Accusant la multinationale d’être la cause des dommages climatiques subis par son exploitation agroécologique, Hugues Falys, agriculteur installé dans le Hainaut, assigne en justice TotalEnergies. Une première en Belgique.
Grêle en 2016, puis vagues de chaleur et sècheresse tous les deux ans depuis 2018 : pour Hugues Falys, agriculteur écologique installé dans la province belge de Hainaut, frontalière de la France, il devient très difficile d’élever son bétail et de lui procurer suffisamment de fourrage. “Le dérèglement climatique a des effets très concrets pour moi : pertes de rendements, surcroît de travail et un stress quand il faut composer avec un calendrier cultural déboussolé”, dénonce le paysan dans un communiqué de presse. Considérant que TotalEnergies, premier raffineur et distributeur de pétrole de Belgique, compte parmi les premiers responsables de la situation, Hugues Falys l’assigne en justice, ce mercredi 13 mars, devant le tribunal de l’entreprise de Tournai.

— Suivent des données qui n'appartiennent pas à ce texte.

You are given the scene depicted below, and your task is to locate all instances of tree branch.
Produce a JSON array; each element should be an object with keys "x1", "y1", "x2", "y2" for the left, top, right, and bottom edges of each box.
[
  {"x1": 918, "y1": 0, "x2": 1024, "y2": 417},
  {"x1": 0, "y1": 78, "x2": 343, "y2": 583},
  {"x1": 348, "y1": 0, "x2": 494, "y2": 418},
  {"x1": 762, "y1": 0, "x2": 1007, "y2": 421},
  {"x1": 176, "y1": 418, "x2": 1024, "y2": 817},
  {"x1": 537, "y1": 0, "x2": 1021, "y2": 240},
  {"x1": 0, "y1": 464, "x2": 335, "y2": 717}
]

“Notre métier est intimement lié au climat. Ces dernières années, le dérèglement climatique nous cause des dommages importants et nous plonge dans de grandes incertitudes concernant l’avenir”, constate, dans le communiqué publié par Greenpeace Belgique, celui qui devient ainsi le premier citoyen à poursuivre une multinationale devant la justice belge pour un contentieux climatique. Trois associations belges – Fian (qui défend le droit à l’alimentation), Greenpeace et la Ligue des droits humains – accompagnent en effet cette action en responsabilité civile, qu’elles surnomment déjà “the farmer case”, lui offrant un site dédié. “Un paysan défie un géant des énergies fossiles”, claironne la home page, sur laquelle on trouve aussi ce chiffre édifiant : “Huit agriculteur·rices sur dix en Wallonie rencontrent des difficultés en raison de la crise climatique.”
Pour les défenseur·eures du climat, cibler la multinationale pétrolière est le plus pertinent. “TotalEnergies est une des entreprises qui émet le plus de gaz à effet de serre au monde”, soulignent les associations partenaires de ce qui s’annonce être une épopée judiciaire soutenue par le cabinet d’avocat·es Progress Lawyers Network. Les ONG rappellent également que des publications scientifiques ont démontré que TotalEnergies était au courant, depuis les années 1970, de l’impact négatif de sa production pour le climat et avait enterré les informations. “Par son action, Hugues demande à la justice que TotalEnergies répare les dommages dont il a été victime et participe financièrement à la transition, poursuivent les ONG. Il demande également à la justice de contraindre la multinationale à sortir des énergies fossiles afin d’éviter des dégâts futurs.”
Multiplication des procédures contre Total
Selon le site consacré au combat de Falys, on comptait en 2022 pas moins de deux mille affaires judiciaires pour lutter contre le dérèglement climatique. TotalEnergies est en passe, pour sa part, de devenir une habituée des prétoires : d’une part, des procédures sont en cours sur le continent africain contre le méga-projet d’oléoduc en Afrique de l’Est de l’entreprise qui arrose ses actionnaires de bénéfices toujours plus larges. D’autre part, en France cette fois, TotalEnergies fait face à une procédure pour “inaction climatique” intentée par des associations. En juillet, l’action collective avait été jugée irrecevable par le tribunal de Paris. Mais la coalition d’ONG a fait appel et est en attente de la décision de la cour d’appel de Paris.
En Afrique ou en Europe, la bataille du pot de fer contre le pot de terre est un long chemin, mais pas forcément vain. Toutes ces initiatives ont pour modèle la condamnation de Shell en 2021 aux Pays-Bas, quand un tribunal avait exigé du groupe une accélération de son plan de réduction de ses émissions de gaz à effet de serre.